- Takie wysypiska śmieci pozostawione przez wypoczywających nad Zalewem Sulejowskim znalazłem wczoraj (zobaczcie na zdjęciach – przyp. red.). - Syf jest na plaży kilka metrów od wody i blisko w lesie. Obszar zaledwie kilkunastu metrów kwadratowych. To jest małe miki. Największy syf, jaki widziałem jest na plaży w Leonowie obok Bronisławowa – napisał do nas mieszkaniec naszego regionu.
Internauta zwraca uwagę, że w niektórych punktach w lasach nadleśnictwo zamontowało kamery, by łatwiej było namierzać śmieciarzy. - Do takich leszczy trafia się po numerach rejestracyjnych, dostają solidne kary. Tereny należą do gmin. Największe wysypiska, gdzie można znaleźć stare telewizory, gruz, kible, są w bocznych dróżkach.

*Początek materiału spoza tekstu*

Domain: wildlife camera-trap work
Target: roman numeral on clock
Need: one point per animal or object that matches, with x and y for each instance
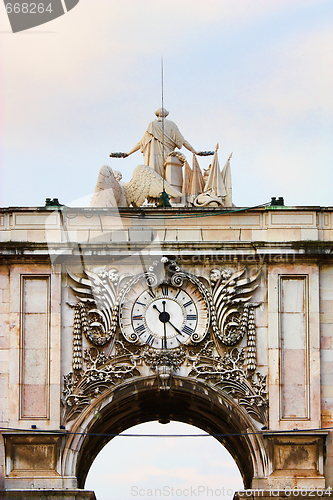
(187, 330)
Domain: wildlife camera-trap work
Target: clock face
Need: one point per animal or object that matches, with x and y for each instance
(164, 317)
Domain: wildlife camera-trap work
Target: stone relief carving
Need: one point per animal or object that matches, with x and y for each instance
(213, 357)
(96, 313)
(231, 374)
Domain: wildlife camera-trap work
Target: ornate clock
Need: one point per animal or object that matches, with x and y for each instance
(164, 317)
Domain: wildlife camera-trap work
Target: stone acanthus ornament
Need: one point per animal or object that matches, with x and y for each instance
(101, 372)
(172, 358)
(230, 373)
(146, 184)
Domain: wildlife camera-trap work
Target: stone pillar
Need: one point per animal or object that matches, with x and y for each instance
(174, 174)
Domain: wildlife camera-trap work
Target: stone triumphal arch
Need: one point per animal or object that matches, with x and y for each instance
(200, 312)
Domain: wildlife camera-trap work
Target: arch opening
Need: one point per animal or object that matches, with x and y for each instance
(142, 400)
(156, 467)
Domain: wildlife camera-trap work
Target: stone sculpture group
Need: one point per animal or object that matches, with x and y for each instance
(165, 169)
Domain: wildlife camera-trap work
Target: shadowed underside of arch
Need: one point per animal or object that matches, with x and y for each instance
(142, 400)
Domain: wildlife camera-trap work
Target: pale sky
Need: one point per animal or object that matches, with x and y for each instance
(254, 75)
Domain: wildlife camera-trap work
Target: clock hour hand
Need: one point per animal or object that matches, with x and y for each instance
(164, 317)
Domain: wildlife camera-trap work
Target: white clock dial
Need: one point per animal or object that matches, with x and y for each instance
(164, 317)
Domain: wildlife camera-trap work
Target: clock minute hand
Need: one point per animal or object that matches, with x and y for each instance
(173, 326)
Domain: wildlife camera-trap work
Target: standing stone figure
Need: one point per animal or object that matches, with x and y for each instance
(152, 143)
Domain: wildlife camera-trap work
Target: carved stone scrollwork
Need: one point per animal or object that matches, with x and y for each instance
(229, 308)
(101, 372)
(229, 317)
(230, 373)
(98, 306)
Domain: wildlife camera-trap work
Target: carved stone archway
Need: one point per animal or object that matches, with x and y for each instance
(141, 400)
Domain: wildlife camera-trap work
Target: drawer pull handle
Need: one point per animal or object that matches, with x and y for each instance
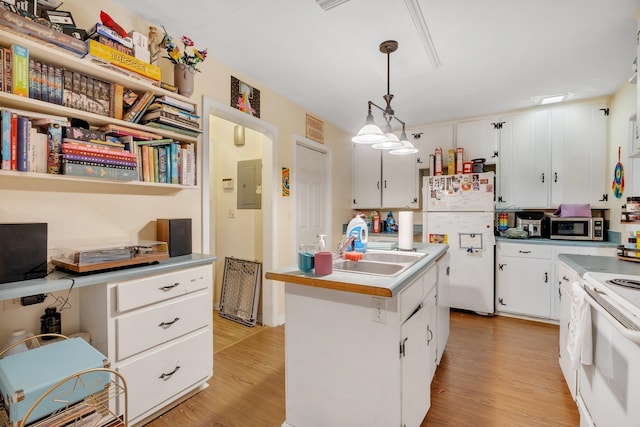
(167, 324)
(167, 376)
(169, 287)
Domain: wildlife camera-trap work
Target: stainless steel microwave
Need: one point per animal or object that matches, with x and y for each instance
(575, 228)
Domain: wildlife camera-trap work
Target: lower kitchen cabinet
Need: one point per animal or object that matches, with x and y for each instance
(357, 359)
(528, 278)
(523, 279)
(157, 332)
(566, 277)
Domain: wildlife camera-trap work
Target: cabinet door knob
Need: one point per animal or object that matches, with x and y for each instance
(167, 324)
(168, 375)
(168, 287)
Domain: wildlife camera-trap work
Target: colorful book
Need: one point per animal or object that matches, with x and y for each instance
(6, 139)
(54, 148)
(188, 107)
(104, 172)
(142, 102)
(14, 141)
(22, 143)
(8, 70)
(122, 60)
(20, 70)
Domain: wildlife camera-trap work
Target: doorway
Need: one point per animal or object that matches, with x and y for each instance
(272, 313)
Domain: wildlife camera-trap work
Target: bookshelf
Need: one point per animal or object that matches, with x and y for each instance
(57, 56)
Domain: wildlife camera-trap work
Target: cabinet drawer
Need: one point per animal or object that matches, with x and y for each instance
(410, 298)
(523, 250)
(146, 328)
(140, 292)
(165, 372)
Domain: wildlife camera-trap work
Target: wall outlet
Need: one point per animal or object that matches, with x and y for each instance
(11, 304)
(379, 309)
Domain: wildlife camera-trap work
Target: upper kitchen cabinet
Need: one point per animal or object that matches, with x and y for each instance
(523, 179)
(479, 138)
(578, 148)
(553, 156)
(426, 140)
(383, 180)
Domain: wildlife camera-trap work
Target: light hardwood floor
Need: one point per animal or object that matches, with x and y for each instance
(496, 371)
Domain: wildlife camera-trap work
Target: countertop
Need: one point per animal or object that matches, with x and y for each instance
(368, 284)
(540, 241)
(61, 280)
(602, 264)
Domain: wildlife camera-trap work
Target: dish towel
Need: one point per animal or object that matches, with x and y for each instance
(579, 341)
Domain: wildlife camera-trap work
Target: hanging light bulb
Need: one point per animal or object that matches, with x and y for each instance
(370, 133)
(406, 148)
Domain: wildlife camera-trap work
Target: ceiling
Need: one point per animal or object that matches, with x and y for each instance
(496, 55)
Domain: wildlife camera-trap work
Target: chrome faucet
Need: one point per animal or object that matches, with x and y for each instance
(343, 245)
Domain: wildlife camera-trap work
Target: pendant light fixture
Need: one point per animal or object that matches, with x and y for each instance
(371, 133)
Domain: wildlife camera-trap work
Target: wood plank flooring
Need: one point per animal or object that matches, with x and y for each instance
(496, 371)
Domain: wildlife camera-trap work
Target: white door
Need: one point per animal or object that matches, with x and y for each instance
(311, 189)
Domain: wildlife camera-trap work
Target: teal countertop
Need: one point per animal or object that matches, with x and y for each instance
(61, 280)
(602, 264)
(539, 241)
(363, 283)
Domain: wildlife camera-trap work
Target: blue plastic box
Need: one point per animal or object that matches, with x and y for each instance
(26, 376)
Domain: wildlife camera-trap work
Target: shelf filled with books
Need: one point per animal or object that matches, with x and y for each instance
(139, 134)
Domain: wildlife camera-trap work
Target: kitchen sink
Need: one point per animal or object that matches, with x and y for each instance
(379, 263)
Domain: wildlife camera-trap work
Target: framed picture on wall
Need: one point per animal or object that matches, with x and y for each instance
(245, 97)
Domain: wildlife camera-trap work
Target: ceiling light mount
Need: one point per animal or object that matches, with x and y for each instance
(371, 133)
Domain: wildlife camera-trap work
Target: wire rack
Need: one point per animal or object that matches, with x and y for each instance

Skandal! – pisze zbulwersowany internauta.
Jak zmusić (czy raczej skłonić) ludzi, by nie zostawiali po sobie bałaganu, zwłaszcza w lasach? Wydaje się, że na razie działa jedynie groźba kary i społecznego ostracyzmu. Kilka dni temu jeden z internautów umieścił na swoim facebook'owym profilu zdjęcie, na którym widać porozrzucane śmieci w lesie nieopodal Karlina. Wśród odpadów mężczyzna znalazł fakturę za płytki, na której znajdowały się personalia osoby, która prawdopodobnie te śmieci wyrzuciła. Jak podał internauta, sprawcą miał być niejaki Rafał C. z Piotrkowa, któremu mężczyzna postawił ultimatum: albo śmieci zostaną posprzątane, albo sprawą zajmą się odpowiednie służby. Po publikacji postu, w internecie zawrzało. Śmieci wkrótce zniknęły.